Common errors and fixes
| Symptom | Likely cause | Fix |
|---|---|---|
| 402 Insufficient Balance | Account has no funded balance | Top up via the billing console; even a small amount unlocks the API |
| Model invents facts not in context | Temperature too high, or weak system prompt | Set temperature=0.0, add explicit “use ONLY the context” instruction |
| JSON mode returns empty content | Prompt missing the word “json” or schema example | Include both, raise max_tokens above any plausible output length |
| Slow embeddings on large corpora | Single-process encoding | Batch with batch_size=64, or move to a GPU machine for indexing |
| Retrieval returns unrelated chunks | Embedding model mismatch with content language or domain | Switch to BGE-large or a domain-specific model; try hybrid BM25 + dense retrieval |
Where to go from here
Three upgrades pay off quickly once the basic pipeline is working. First, hybrid retrieval: combine dense vectors with BM25 to catch exact-match queries that embeddings miss. Second, re-ranking: send the top 20 candidates from FAISS through a cross-encoder (such as bge-reranker-large) and keep only the top 5 — this typically lifts answer quality more than swapping the LLM. Third, context caching: structure prompts so the system message and any stable instructions sit at the start, where DeepSeek’s cache will detect the repeated prefix and bill at the cache-hit rate.
If you want to host a chat UI on top of this pipeline, the DeepSeek Streamlit app walkthrough plugs straight into the answer() function above. For Discord or Telegram front ends, see the DeepSeek Discord bot tutorial. For other patterns and end-to-end recipes, browse the full library of DeepSeek tutorials.
Last verified: 2026-04-25. DeepSeek AI Guide is an independent resource and is not affiliated with DeepSeek or its parent company. Model IDs, pricing and API behaviour change; check the official DeepSeek documentation and pricing page before committing to a production decision.
Frequently asked questions
Can DeepSeek be used for retrieval-augmented generation?
Yes. DeepSeek V4 is well-suited as the generator in a RAG pipeline — it accepts retrieved context through standard chat messages and follows grounded-answer instructions reliably. Use a dedicated embedding model (Sentence Transformers, BGE, or GTE-Qwen2) for the retrieval side, since reasoning models are not designed for semantic similarity. Full setup steps are covered in the DeepSeek with LangChain tutorial.

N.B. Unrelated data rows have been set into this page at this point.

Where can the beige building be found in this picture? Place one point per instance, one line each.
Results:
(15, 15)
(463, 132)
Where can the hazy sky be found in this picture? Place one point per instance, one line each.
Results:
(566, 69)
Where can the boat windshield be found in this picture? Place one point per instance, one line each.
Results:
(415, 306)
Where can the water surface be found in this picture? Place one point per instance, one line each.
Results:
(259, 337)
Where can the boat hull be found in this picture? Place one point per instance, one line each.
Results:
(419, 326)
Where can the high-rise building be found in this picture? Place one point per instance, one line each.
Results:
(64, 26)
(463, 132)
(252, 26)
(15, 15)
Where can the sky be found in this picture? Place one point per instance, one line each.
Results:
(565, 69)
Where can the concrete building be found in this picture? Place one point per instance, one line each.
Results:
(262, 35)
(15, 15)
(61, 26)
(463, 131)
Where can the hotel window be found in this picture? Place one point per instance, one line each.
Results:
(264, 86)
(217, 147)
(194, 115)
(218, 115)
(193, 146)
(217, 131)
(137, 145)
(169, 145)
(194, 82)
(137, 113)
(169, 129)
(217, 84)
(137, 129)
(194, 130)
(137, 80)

What is the best DeepSeek model for RAG: V4-Flash or V4-Pro?
For most RAG workloads, V4-Flash is the right default. It handles long retrieved contexts well at a fraction of the cost — roughly 7× cheaper on output than V4-Pro. Reach for V4-Pro only when answers require multi-step reasoning over the retrieved evidence, such as legal synthesis or complex troubleshooting. Compare both on the DeepSeek V4 page.
How does the DeepSeek API differ from the web chat for RAG?

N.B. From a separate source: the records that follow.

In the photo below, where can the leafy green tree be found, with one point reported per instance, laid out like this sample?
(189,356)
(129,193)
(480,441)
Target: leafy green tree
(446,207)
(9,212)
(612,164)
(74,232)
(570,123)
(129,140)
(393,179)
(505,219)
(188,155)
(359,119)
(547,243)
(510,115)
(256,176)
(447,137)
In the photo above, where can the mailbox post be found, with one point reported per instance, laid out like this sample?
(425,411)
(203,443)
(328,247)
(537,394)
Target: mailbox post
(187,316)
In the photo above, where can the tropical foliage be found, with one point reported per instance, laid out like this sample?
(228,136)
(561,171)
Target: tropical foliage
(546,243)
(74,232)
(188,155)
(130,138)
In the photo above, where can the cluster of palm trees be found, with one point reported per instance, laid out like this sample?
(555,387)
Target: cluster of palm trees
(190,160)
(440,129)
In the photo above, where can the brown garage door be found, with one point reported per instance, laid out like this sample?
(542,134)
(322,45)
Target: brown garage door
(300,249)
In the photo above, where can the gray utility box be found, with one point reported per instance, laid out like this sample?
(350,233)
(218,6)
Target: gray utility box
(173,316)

The API is stateless — every request must include the full conversation history and any retrieved context. The web chat and mobile app, by contrast, maintain session history server-side. For RAG you almost always want the API, since you control retrieval and prompt construction. Authentication and quickstart code live in the DeepSeek API documentation.
Does DeepSeek provide its own embedding model?

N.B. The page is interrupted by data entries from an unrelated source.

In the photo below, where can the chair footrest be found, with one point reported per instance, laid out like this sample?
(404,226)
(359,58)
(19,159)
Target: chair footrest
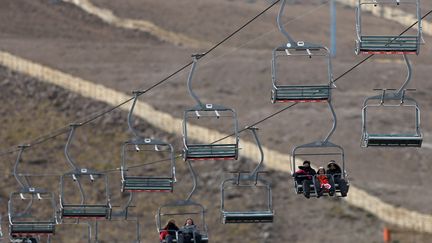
(398,140)
(295,93)
(248,217)
(211,152)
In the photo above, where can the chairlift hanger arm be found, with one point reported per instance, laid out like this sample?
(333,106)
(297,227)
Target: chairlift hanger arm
(394,2)
(136,94)
(67,146)
(24,185)
(280,25)
(189,81)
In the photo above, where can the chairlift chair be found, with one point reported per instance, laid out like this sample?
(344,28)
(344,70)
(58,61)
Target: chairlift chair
(189,209)
(83,210)
(143,183)
(24,224)
(247,216)
(300,93)
(413,139)
(147,183)
(320,92)
(387,44)
(248,180)
(208,151)
(319,148)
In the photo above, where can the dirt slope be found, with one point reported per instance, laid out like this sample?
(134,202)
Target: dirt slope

No. DeepSeek publishes chat and reasoning models, not a dedicated embedding model. RAG pipelines pair DeepSeek’s generator with an external embedding model — Sentence Transformers MiniLM for fast prototypes, BGE-large or GTE-Qwen2 for higher recall. The OpenAI-compatible client only exposes chat completions on DeepSeek’s surface. See the DeepSeek OpenAI SDK compatibility notes for what is and is not exposed.
How much does a DeepSeek RAG application cost to run?
For 100,000 queries per month with a typical 3,000-token retrieved context and 400-token answer, V4-Flash works out to roughly $59 per month at April 2026 pricing — $0.14 per 1M cache-miss input and $0.28 per 1M output, with a portion of the system prompt billed at the $0.028 cache-hit rate. Model the numbers for your own workload with the DeepSeek API pricing reference.